I tried overwintering some of my pepper plants this year. The process worked very well, and was easier than I'd expected, so I figured I'd share the results in case anyone else finds this useful.

Only big catch is that you'll need a space that stays around 40-60 degrees across your winter season. If you have a garage, basement, shed, root cellar that meets those requirements, you're in luck - otherwise, you're probably better off sticking to starts, or barerooting in a used wine cooler.
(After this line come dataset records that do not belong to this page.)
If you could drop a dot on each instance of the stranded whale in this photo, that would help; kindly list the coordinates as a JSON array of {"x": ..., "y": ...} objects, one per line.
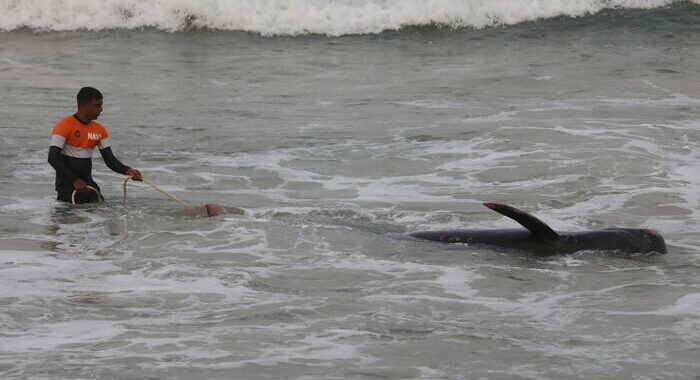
[{"x": 540, "y": 238}]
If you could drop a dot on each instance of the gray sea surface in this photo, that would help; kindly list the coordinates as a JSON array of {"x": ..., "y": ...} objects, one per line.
[{"x": 337, "y": 149}]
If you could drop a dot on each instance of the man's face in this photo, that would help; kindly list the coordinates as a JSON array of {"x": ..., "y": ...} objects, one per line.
[{"x": 92, "y": 108}]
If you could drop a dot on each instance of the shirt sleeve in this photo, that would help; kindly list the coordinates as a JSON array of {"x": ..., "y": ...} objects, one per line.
[
  {"x": 59, "y": 134},
  {"x": 104, "y": 141}
]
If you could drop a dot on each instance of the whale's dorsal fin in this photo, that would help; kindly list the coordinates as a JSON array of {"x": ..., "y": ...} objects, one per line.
[{"x": 537, "y": 227}]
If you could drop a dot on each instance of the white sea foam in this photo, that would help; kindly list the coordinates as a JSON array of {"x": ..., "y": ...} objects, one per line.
[{"x": 293, "y": 17}]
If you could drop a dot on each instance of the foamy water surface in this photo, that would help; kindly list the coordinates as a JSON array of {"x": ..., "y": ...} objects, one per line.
[{"x": 337, "y": 149}]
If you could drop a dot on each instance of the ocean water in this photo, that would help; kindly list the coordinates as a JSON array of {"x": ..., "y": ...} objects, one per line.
[{"x": 340, "y": 127}]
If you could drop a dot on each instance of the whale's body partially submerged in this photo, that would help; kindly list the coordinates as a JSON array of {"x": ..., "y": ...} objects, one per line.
[{"x": 540, "y": 238}]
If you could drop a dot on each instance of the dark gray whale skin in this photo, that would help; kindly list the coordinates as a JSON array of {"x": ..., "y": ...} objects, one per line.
[{"x": 539, "y": 238}]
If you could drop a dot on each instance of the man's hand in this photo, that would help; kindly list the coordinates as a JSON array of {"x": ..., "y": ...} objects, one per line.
[
  {"x": 79, "y": 185},
  {"x": 134, "y": 174}
]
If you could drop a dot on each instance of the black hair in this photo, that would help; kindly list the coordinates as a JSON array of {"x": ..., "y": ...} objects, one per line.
[{"x": 88, "y": 93}]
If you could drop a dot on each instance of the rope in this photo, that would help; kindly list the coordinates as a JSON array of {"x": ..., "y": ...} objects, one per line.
[
  {"x": 99, "y": 196},
  {"x": 185, "y": 205}
]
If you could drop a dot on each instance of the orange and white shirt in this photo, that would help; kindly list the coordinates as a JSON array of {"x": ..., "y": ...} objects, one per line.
[{"x": 77, "y": 139}]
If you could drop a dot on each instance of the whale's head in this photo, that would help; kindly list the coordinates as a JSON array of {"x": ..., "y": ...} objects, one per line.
[{"x": 654, "y": 241}]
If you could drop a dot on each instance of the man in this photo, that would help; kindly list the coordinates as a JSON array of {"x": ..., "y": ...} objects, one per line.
[{"x": 73, "y": 140}]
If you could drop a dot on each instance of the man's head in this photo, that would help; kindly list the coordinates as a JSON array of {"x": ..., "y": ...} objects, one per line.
[{"x": 89, "y": 103}]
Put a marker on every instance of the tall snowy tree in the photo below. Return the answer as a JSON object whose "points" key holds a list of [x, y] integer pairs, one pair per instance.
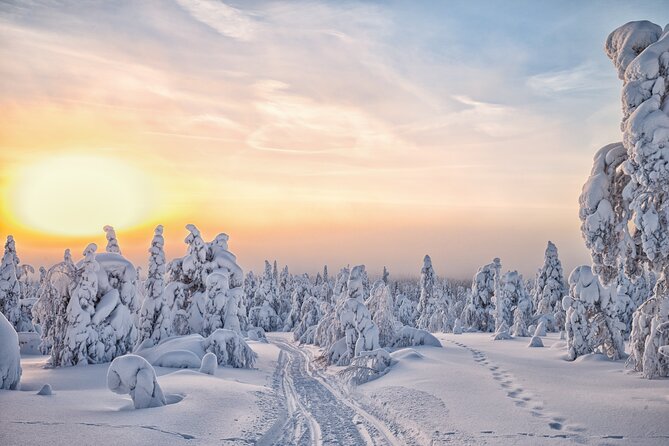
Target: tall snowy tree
{"points": [[112, 242], [10, 288], [478, 314], [549, 287], [623, 206], [427, 293], [154, 320]]}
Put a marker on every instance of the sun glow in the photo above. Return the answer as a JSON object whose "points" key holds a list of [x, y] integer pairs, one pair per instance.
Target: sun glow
{"points": [[76, 194]]}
I used this page as my guide: https://peppergeek.com/overwintering-pepper-plants/, but to summarize, you basically uproot your plants at the end of the season, prune them down to the bottom few nodes, root wash them, and stick them in fresh, cheap potting soil with a small light to hang out for the winter.

Additional notes:

  • I added crushed granite as a mulch to keep out fungus gnats.
  • Watered every ~3 weeks, going off of container weight.
  • Kept the light timer around 6 hrs per day.
  • I pruned new growth for the first ~6 weeks, then tapered off to avoid draining all of the plants' reserves.
  • I followed the standard hardening-off procedure to reintroduce the plants to the outdoors.
  • This was USDA zone 8, so the short winter made this EZ mode. Maintenance was painless and the plants were showing little sign of stress, so I don't think it would've been hard to keep it up a few more months.